Dormitorio Compras Dos y no hacer

Dormitorio Compras Dos y no hacer

Ayer marqué otro gran evento de la vida de la lista. Algo que escuchas sobre otras personas que hacen, pero realmente no pienses en hacerlo tú mismo hasta que estés en el medio.

Botox? Colonoscopia?

No, llevé a mi hija de compras para la universidad.

Ya sabes, el viaje anticipado a Bed, Bath & Beyond y Target para obtener todas las cosas lindas del dormitorio que nunca encajarán en su nueva habitación y / o cosas que nunca se verán debajo de todas las pilas de basura que ensucian el piso a mediados de septiembre.

Y aunque fue un día emocionante y divertido, no llegó sin algunas lecciones. Como sé que algunos de ustedes abordarán este trabajo en las próximas semanas o años, quería compartir algunos de ellos con ustedes.

Si quieres agradecerme, envía dinero en efectivo.

Lo necesitaré ahora para pagar su matrícula.

Hacer conseguirle la funda del colchón que protege contra las chinches, los alérgenos y otros contaminantes.

No piense en lo que podría significar “otros contaminantes”.

Hacer anímala a conseguir la linda pizarra de borrado en seco para la puerta de su dormitorio.

No dígale que para el final de la semana alguien habrá dibujado un pene en Sharpie.

Hacer consigue sus dos juegos de sábanas para que pueda cambiar sus sábanas mientras uno está en la lavadora.

No piense en el hecho de que el segundo probablemente nunca se abrirá.

Hacer conseguirle al menos 25 buenas perchas.

No dile que solo caben 10 en su armario.

Hacer compre muchos ganchos y adhesivos de pared Command Damage-Free.

No Mencione que nada se adhiere a las paredes de bloques de hormigón, precisamente por eso las usan en las celdas de la prisión.

Hacer cómprale toallas lindas y coloridas.

No piense en el hecho de que los niños la verán envuelta en ellos mientras camina de regreso a su habitación desde los baños comunes.

Hacer ¡Dígale que tener un baño comunitario no será tan malo como cree que será!

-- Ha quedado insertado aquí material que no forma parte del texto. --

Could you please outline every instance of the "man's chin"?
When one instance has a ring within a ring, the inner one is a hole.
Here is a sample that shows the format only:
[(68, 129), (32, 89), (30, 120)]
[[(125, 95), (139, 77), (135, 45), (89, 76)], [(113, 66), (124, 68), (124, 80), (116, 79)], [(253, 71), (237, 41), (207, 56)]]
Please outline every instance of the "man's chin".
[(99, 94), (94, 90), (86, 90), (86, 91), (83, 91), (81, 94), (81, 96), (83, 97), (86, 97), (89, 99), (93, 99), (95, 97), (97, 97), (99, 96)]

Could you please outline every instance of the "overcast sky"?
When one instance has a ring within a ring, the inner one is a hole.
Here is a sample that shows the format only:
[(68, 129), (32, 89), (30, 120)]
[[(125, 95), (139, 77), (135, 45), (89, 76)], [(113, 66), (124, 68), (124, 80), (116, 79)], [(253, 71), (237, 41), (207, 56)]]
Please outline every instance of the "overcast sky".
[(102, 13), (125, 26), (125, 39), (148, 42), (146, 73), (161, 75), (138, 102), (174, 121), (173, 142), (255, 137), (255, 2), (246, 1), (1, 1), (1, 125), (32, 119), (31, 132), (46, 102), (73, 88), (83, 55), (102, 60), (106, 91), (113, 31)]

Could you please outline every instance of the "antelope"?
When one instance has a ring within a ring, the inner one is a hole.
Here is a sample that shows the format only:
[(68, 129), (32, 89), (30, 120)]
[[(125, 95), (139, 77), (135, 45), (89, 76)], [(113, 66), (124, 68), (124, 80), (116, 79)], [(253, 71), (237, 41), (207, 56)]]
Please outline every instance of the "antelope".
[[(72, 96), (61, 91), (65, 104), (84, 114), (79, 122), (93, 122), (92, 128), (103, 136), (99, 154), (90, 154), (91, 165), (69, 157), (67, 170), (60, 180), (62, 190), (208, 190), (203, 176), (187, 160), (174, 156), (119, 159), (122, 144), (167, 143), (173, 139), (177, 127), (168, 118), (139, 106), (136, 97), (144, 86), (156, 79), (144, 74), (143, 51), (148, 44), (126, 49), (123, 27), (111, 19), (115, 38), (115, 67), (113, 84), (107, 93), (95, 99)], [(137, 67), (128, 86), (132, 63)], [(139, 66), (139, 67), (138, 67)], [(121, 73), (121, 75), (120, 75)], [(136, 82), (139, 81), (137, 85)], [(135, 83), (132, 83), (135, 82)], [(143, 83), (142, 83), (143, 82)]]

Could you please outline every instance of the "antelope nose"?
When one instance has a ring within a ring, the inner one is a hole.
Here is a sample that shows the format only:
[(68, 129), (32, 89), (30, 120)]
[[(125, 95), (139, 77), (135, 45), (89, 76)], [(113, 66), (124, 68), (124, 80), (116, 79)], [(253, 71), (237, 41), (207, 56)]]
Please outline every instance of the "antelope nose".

No vomita en tu boca cuando le dices esto.

Hacer invítala a un buen almuerzo.

No hágale saber que es la última vez que comerá comida real hasta el Día de Acción de Gracias.

Hacer escucha cuando ella admite que está un poco asustada de irse de casa.

No abrázala, enciérrala en su habitación y Google “Home-Colleging”.

Hacer asegúrate de conseguirle un frasco de spray de pimienta para poner en su llavero.

No incluso imagina una situación en la que necesitará usarlo.

Hacer prepárate para un buen colchón de espuma con memoria.

No obtenga uno que pueda sostener cómodamente más que su peso corporal.

Hacer dale un microondas.

No creo que alguna vez lo usará para otra cosa que no sean palomitas de maíz.

Hacer déjala derrochar en un artículo o dos.

No hágale saber que será la última vez que lo pague.

Hacer ¡Dile cuán querida es la mini nevera!

No Señale que no contendrá más de dos botellas de agua y un palito de queso.

Hacer mete un par de sorpresas en sus bolsos.

No considérate una “sorpresa”.

Hacer dale un paraguas.

No Mencione que ningún paraguas en el mundo la mantendrá seca cuando camine media milla hacia la clase bajo la lluvia torrencial.

Hacer junte una caja de analgésicos necesarios, curitas, un termómetro y cualquier otro medicamento que tome regularmente.

No ponga una alerta en su teléfono para verificar que se los haya llevado.

Hacer recuérdele que planifique el espacio para el millón de cosas que actualmente ensucian los pisos y las superficies planas de su habitación que debe llevar consigo.

No entra en pánico cuando se da cuenta de que ella lo dejará todo atrás.

Hacer comprenda cuando ella es contradictoria con sus muchas sugerencias útiles.

No Ríete en seis semanas cuando te llame para decirte que tenías razón.

Hacer diviértete y recuerda el día juntos.

No Míralo como un final. Míralo como un comienzo.